Since 2006, Mexico has been increasingly ravaged by a drug war that has resulted in 160,000 casualties, 53,000 disappearances, and has left thousands of children orphaned. Tigers tells the story of a group of children who are living in this very reality. The film opens on a classroom where children are being assigned a project where they must write their own fairytale, something that remains a dominant theme throughout the film. Mere moments later, the children are forced to drop to the floor and hide under desks as a drive-by shooter hits the school. This violent act sets the tone for the rest of the film, which continues to display horrific acts of violence as children and adults alike scramble and fight for their lives. Imagery of blood-spattered streets and kids playing games with caution tape just outside an active crime scene paint a jarring picture of what life is like for some of those living in these dangerous parts of Mexico.

After the violent opening act, a young girl named Estrella (Paola Lara) treks home following the traumatizing, yet doubtlessly typical day at school to find that her mother is not at home, and who unfortunately never returns. With thoughts of fairytales and violence swirling through Estrella’s mind, she realizes she must fend for herself in order to survive.
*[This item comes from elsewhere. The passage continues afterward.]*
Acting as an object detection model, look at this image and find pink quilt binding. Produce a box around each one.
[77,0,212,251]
As Estrella steps into this new and challenging way of life, she runs into a group of orphans led by a boy named Shine (Juan Ramón López) who spend their time living on rooftops and stealing food and other goods in order to survive. Shine and his friends Pop (Rodrigo Cortes), Tucsi (Hanssel Casillas), and Morro (Nery Arredondo) have gotten caught up with a dangerous gang called Huascas, who are hunting the group of orphans in order to retrieve a cell phone they believe the kids stole from one of the gang members. As the group finds themselves in deeper trouble with Huascas, Estrella begins to see things that may or may not really be there, blurring the line between the real life horror she is living and the entities haunting her.

The more the story unfolds, the more difficult it is to watch and although the film is regarded as fiction, Tigers is rooted in a painful truth that should open the eyes of audiences to some alarming real world issues that so easily slip under the radar. Lopez’s excellent direction is evident throughout the film and is especially reflected in the performances of the young ensemble. The roles of Estrella (Paola Lara) and Shine (Juan Ramón López) particularly stand out; the two young actors give authentic and powerful performances as children who are forced to grow up too quickly, dealing with matters that no adult, let alone child, should have to face.

We need more films like Tigers Are Not Afraid. We need more bold filmmakers like Issa Lopez who are not afraid to speak up about the actual, real-life evils in our world. We can only hope that fearless storytellers like Lopez and films like Tigers will provoke conversation and positive action regarding issues like the ones currently happening in Mexico and in other parts of the world today.

I believe that art can change the world. Although the story of Tigers Are Not Afraid is devastating, I came away from the film feeling hopeful and inspired because there are ways we can help. To learn more about what you can do to help children in need and for more information on the Mexican Drug War and the effects of its violence, please visit any of the following sites, or your preferred reliable source:





Tigers Are Not Afraid is currently making its rounds through the festival circuit, having already won awards from various festivals, including Best Picture and Best Director. Tigers Are Not Afraid will screen at Boston Underground Film Festival on Sunday, March 25, 2018 at 6:15pm.